This grand yet comforting restaurant is located in the winding streets of San Francisco, with an elegant, high arching ceiling with lively decor. Like Orsa & Winston, SPQR allow diners to see the chefs cooking their food and smell the delicious aromas from the kitchen.

- LOVE the interior design 🙂
- Service is extremely friendly.
- Everything seems to be like fine dining yet also having a regular restaurant vibe as well.
First, we had the charcoal grilled pork belly with potato puree, candied grapes, grounded cashews, and small greens. The pork had crispy skin with savory meat, and balanced perfectly with the sweet, fruity grape and those crunchy cashews. Exellent course.


Our second course had an octopus tentacle with oranges, lima beans, and a herby sauce (I could not remember all of the details). The texture of the whole dish was extremely great, but I wasn’t sure if the ingredients really paired with each other very nicely, because the citrus blocked the flavor of the octopus and the beans.
Next was a small snack course consisting of a ceasar salad of romaine lettuce and parmesan cheese with some extremely delicious foccacia cubes with butter. The lettuce was crispy and sweet in comparison to the cheese and the foccacia had the perfect consistency.
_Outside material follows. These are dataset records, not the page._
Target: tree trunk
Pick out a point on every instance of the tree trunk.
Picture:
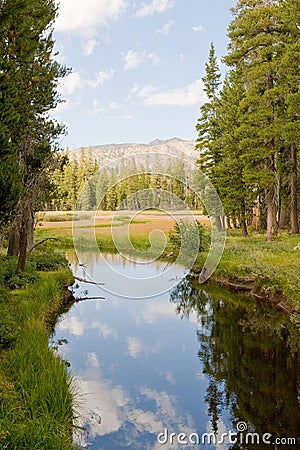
(271, 213)
(244, 228)
(23, 245)
(228, 223)
(294, 191)
(283, 217)
(14, 239)
(243, 220)
(262, 213)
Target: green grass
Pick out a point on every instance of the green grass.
(273, 268)
(36, 390)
This was a kind of squid ink shell pasta in which the name I could not remember with spinach, mariana, sausage, and burrata cheese to mix in. Everything tasted like a normal tomato pasta with the spinach and the sausages being very cool components. Fine course.
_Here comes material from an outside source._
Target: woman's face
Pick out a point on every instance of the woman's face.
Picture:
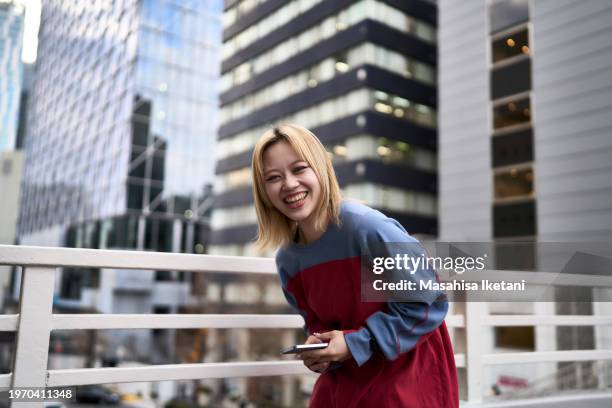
(291, 184)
Our last pasta course of the day was a kind of ravioli with cheese and trumpet mushrooms. The cheese was hot and stuffy, and had a sweet taste that was very pleasing. The mushrooms gave it an earthy taste, but I found the sweetness a little overbearing.
Our first final course was seared tuna with micro greens, pumpkin puree, and cranberries. I’m not a big fan of cooked tuna to begin with, and the dish just generally wasn’t very good with fruits, and the tuna was seasoned to heavily, to my belief.
Our final literal course of the night was steak with daikon radish, some fried herb cheese thing, and a housemade beef meatball with brussel sprouts

The meat was all the beautiful, with a great cut and sear, but it was a little tough. The crunch vegetables were perfect with the sort of cheesy sauce, and the meatball was a star. Great.
There were three deserts: a chocolate cookie, some bombolones, and a extremely rich chocolate mousse. All were perfectly sweet and delicious.